Hardman points to one study in which people were fed milkshakes while looking at specific images on computer screens. It took just six sessions for those images to start stimulating a desire for milkshakes.
Ditch the social media scrolling and have a cold shower
A cold shower might not sound as tempting as a crossing through Facebook, but bear with us. In her book Dopamine Nation, Stanford University psychiatrist Anna Lembke explains how, since our brains release dopamine when we make connections with other people, the mere thought of opening up that app can result in a surge.
One answer, she suggests, is to embrace habits of an opposite nature: things that are not tempting but difficult to begin with, yet which result in a slower, sustained rise in dopamine.
Czech researchers, for example, have shown that just a few minutes of exposure to cold water can end up boosting your dopamine levels by 250 per cent. So next time you’re itching to scroll, consider a cold shower instead.

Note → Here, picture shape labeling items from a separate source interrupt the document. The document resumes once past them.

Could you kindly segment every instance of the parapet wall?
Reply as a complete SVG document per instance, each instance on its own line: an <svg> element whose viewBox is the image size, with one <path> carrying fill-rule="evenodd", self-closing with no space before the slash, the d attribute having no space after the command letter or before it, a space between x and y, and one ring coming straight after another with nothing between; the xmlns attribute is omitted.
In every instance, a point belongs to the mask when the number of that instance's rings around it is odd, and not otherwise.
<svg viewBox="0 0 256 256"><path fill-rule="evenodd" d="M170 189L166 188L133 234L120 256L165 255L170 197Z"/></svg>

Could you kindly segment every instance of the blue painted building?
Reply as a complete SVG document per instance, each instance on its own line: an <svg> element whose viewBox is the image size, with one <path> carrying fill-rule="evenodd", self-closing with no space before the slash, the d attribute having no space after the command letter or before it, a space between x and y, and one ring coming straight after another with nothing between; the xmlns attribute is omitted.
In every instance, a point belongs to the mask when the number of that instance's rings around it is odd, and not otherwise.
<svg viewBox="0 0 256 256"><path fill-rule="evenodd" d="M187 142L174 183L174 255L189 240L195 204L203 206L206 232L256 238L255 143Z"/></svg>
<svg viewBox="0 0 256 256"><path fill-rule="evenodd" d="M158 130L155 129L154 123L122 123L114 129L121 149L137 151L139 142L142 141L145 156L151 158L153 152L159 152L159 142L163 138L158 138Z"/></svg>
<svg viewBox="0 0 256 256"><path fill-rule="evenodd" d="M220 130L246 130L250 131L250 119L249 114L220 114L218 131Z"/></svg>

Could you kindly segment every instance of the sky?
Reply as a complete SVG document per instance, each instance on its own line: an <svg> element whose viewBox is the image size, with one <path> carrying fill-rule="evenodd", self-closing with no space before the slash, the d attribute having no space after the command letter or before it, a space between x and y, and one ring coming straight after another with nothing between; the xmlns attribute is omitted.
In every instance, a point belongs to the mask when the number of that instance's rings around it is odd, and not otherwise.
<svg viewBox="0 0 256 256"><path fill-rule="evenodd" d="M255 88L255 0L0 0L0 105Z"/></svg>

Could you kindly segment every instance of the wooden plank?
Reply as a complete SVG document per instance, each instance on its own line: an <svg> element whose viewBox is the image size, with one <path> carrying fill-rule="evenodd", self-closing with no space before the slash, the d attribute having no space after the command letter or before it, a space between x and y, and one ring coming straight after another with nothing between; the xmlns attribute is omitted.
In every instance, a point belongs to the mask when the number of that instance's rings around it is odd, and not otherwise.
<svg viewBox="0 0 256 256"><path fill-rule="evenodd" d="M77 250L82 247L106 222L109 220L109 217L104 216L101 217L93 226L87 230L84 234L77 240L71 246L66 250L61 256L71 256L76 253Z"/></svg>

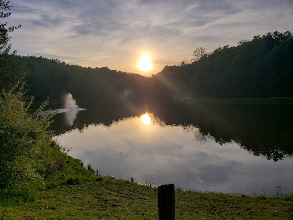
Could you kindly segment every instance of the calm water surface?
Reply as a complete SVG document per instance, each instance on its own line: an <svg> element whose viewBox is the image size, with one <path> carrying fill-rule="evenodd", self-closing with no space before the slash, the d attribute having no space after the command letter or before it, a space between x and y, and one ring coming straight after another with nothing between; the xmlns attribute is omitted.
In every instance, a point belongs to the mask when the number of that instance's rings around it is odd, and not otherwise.
<svg viewBox="0 0 293 220"><path fill-rule="evenodd" d="M292 106L84 105L51 128L99 172L195 190L293 190Z"/></svg>

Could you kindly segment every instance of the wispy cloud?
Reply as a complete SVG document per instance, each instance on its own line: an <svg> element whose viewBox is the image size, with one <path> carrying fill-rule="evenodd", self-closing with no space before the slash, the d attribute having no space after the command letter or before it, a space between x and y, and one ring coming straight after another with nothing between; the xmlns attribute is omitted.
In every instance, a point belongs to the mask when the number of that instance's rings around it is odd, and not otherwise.
<svg viewBox="0 0 293 220"><path fill-rule="evenodd" d="M22 25L11 34L19 54L144 75L191 58L200 46L212 51L269 31L293 31L290 0L14 0L11 4L8 24ZM154 59L154 69L146 73L137 67L144 53ZM166 54L165 63L156 59Z"/></svg>

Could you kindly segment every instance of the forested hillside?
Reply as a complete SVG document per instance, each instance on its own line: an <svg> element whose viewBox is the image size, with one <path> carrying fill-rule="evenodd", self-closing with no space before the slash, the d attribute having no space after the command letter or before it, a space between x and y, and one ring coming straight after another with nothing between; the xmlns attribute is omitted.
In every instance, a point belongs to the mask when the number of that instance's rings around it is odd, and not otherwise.
<svg viewBox="0 0 293 220"><path fill-rule="evenodd" d="M49 97L60 103L65 92L103 101L158 99L185 91L203 98L293 97L293 38L289 31L256 36L207 54L200 48L194 55L197 60L166 66L151 77L4 52L0 86L9 88L26 72L25 89L37 103Z"/></svg>
<svg viewBox="0 0 293 220"><path fill-rule="evenodd" d="M289 31L256 36L209 55L202 52L195 56L197 60L166 66L154 76L160 92L188 90L198 97L293 97L293 38Z"/></svg>

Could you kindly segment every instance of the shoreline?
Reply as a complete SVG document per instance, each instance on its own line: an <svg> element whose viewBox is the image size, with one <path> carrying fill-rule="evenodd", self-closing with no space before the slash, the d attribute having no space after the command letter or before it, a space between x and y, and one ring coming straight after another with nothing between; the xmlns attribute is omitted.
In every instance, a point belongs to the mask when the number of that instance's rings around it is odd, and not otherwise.
<svg viewBox="0 0 293 220"><path fill-rule="evenodd" d="M97 175L92 168L86 169L80 160L70 156L67 157L66 164L65 183L54 185L54 181L50 184L47 182L47 189L39 199L17 206L0 206L0 218L158 219L156 187L137 184L134 180L132 182L100 175L98 172ZM293 195L278 198L239 196L177 188L175 199L176 219L293 217Z"/></svg>

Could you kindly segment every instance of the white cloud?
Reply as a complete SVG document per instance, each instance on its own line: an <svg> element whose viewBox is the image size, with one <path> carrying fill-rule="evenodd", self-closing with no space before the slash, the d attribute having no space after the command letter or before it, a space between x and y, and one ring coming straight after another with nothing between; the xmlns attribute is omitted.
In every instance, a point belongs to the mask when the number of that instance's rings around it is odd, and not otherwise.
<svg viewBox="0 0 293 220"><path fill-rule="evenodd" d="M13 48L73 64L150 75L191 57L195 48L208 51L276 30L293 30L289 0L235 2L115 0L15 0L8 24ZM137 67L142 54L154 69ZM165 63L160 59L164 57Z"/></svg>

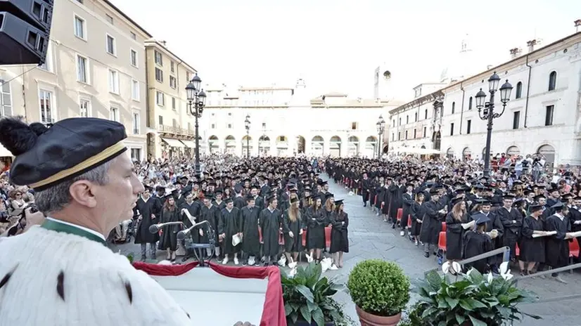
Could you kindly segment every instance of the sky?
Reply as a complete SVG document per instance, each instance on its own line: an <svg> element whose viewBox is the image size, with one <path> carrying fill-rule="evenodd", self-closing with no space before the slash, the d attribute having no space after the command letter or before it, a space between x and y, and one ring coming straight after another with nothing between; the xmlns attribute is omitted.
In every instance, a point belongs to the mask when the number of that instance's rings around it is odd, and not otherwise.
<svg viewBox="0 0 581 326"><path fill-rule="evenodd" d="M372 98L385 63L401 97L438 82L463 39L475 72L535 38L575 32L574 0L111 0L180 58L204 84L293 86L310 95ZM160 5L163 2L163 5ZM468 37L466 37L468 35Z"/></svg>

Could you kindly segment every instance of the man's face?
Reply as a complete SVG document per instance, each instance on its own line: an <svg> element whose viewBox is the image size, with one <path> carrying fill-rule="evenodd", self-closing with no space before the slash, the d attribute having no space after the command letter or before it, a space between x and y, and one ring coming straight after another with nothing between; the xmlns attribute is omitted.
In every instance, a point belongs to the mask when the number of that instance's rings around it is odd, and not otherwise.
<svg viewBox="0 0 581 326"><path fill-rule="evenodd" d="M133 171L129 155L121 155L112 160L107 176L107 184L93 184L91 193L96 200L95 208L100 209L103 218L110 220L114 226L133 216L137 195L145 189Z"/></svg>

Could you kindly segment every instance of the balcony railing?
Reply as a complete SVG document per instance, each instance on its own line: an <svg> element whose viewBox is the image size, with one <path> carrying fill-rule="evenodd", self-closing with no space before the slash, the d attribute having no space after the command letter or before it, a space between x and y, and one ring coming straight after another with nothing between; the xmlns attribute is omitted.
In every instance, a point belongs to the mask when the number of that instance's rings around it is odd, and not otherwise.
<svg viewBox="0 0 581 326"><path fill-rule="evenodd" d="M176 135L187 135L195 136L193 130L186 129L180 126L166 126L165 124L158 125L158 131L167 133L174 133Z"/></svg>

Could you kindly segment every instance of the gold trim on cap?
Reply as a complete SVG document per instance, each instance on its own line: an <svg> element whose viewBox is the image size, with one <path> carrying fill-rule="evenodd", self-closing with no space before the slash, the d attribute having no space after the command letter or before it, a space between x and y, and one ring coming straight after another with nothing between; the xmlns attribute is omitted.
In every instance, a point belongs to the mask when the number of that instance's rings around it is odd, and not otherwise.
<svg viewBox="0 0 581 326"><path fill-rule="evenodd" d="M110 157L111 156L117 154L120 150L124 148L125 144L123 143L122 141L120 141L119 143L113 145L108 147L108 148L106 148L105 150L102 150L96 155L89 157L85 159L84 161L79 163L75 167L67 169L66 170L63 170L56 174L53 174L45 178L44 180L42 180L34 183L32 183L29 185L29 186L34 189L35 188L42 187L49 183L56 182L60 179L63 179L69 176L75 174L75 173L79 171L82 171L91 166L95 165L100 162L104 161L107 158Z"/></svg>

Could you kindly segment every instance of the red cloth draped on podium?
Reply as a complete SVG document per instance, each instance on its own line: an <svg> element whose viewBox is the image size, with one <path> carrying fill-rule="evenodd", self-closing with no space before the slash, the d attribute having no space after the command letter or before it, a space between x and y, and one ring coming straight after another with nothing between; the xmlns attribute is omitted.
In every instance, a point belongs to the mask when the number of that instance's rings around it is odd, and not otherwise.
<svg viewBox="0 0 581 326"><path fill-rule="evenodd" d="M153 276L179 276L190 271L198 265L197 261L183 265L158 265L140 261L133 263L133 266L136 269L143 270ZM286 325L283 289L281 285L281 272L277 267L225 266L212 262L209 263L209 265L215 272L228 278L261 280L268 278L268 286L260 326Z"/></svg>

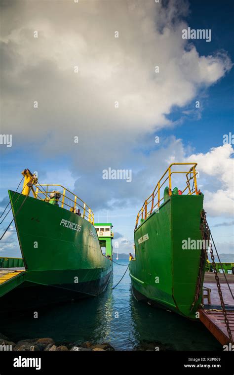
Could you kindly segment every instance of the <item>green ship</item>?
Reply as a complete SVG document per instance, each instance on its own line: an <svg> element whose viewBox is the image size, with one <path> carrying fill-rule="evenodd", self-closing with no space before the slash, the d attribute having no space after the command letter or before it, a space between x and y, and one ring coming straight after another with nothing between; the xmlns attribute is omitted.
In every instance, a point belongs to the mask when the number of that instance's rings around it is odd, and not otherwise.
<svg viewBox="0 0 234 375"><path fill-rule="evenodd" d="M135 259L129 265L137 300L192 319L201 303L208 247L196 166L173 163L146 200L137 215ZM172 176L183 190L172 189Z"/></svg>
<svg viewBox="0 0 234 375"><path fill-rule="evenodd" d="M113 272L112 224L101 224L100 246L93 213L78 196L22 174L22 192L8 193L23 268L0 269L0 313L98 295Z"/></svg>

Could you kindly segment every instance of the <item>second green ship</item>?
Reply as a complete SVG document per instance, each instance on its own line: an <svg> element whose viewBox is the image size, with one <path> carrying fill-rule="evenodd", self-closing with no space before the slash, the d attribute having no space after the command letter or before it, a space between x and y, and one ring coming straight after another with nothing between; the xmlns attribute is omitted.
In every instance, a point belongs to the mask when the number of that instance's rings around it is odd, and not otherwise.
<svg viewBox="0 0 234 375"><path fill-rule="evenodd" d="M201 303L208 247L196 166L171 164L146 200L135 228L136 258L129 265L138 300L191 319ZM183 183L181 190L172 189L172 176L180 186Z"/></svg>

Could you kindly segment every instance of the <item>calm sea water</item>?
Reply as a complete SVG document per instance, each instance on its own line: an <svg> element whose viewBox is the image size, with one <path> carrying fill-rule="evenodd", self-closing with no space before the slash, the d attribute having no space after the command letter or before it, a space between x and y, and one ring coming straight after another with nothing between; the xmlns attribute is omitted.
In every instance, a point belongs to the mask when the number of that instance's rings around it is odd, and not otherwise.
<svg viewBox="0 0 234 375"><path fill-rule="evenodd" d="M31 315L2 322L0 332L14 341L51 337L56 342L78 345L85 341L108 342L116 350L155 346L159 350L222 349L201 323L136 301L128 271L121 283L111 290L126 268L114 264L112 280L99 297L50 307L39 311L38 319Z"/></svg>

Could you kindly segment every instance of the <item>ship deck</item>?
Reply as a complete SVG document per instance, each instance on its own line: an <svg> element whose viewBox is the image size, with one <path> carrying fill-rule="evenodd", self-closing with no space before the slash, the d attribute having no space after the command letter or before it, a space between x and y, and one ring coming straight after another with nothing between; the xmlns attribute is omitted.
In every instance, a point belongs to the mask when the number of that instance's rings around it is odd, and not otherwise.
<svg viewBox="0 0 234 375"><path fill-rule="evenodd" d="M23 267L0 268L0 285L6 281L9 281L15 276L17 276L21 272L23 272L25 270L25 269Z"/></svg>
<svg viewBox="0 0 234 375"><path fill-rule="evenodd" d="M226 284L224 275L219 273L218 276L229 326L234 340L234 300ZM226 276L233 294L234 294L234 275L226 274ZM207 299L204 301L204 308L199 310L200 320L222 345L226 344L230 342L230 339L224 322L214 273L206 272L203 286L210 290L210 303L208 303Z"/></svg>

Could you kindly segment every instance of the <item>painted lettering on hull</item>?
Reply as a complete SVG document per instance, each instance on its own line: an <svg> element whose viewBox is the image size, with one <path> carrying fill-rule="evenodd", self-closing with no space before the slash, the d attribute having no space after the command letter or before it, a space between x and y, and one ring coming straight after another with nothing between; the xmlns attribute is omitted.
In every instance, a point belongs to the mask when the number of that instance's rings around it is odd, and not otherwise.
<svg viewBox="0 0 234 375"><path fill-rule="evenodd" d="M68 220L62 219L60 225L62 225L65 228L68 228L69 229L76 230L77 232L80 232L81 226L78 225L76 223L73 223L72 221L69 221Z"/></svg>

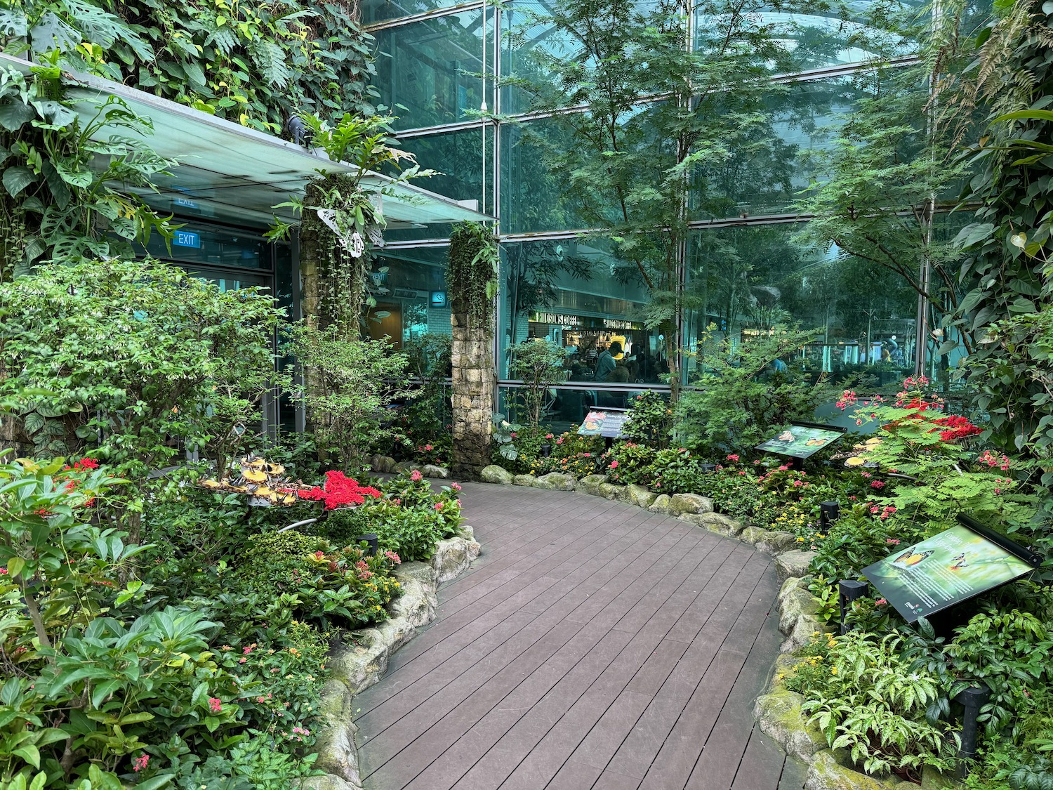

Wean yourself off online shopping with simple meditation
Why is online shopping so addictive? Research from Stanford also shows that the areas of the brain associated with dopamine release are activated when we are exposed to photos of things we want to buy, while another 2014 study shows that shopping can dispel sadness.
If stress or worry lies at the root of your urge, consider Hardman’s advice: “mindfulness meditation is something a lot of people find helpful when they are experiencing cravings”.
Ten minutes of meditation will also result in your dopamine levels rising, but it will happen steadily, rather than in spikes. It is also, crucially, a lot easier on the wallet.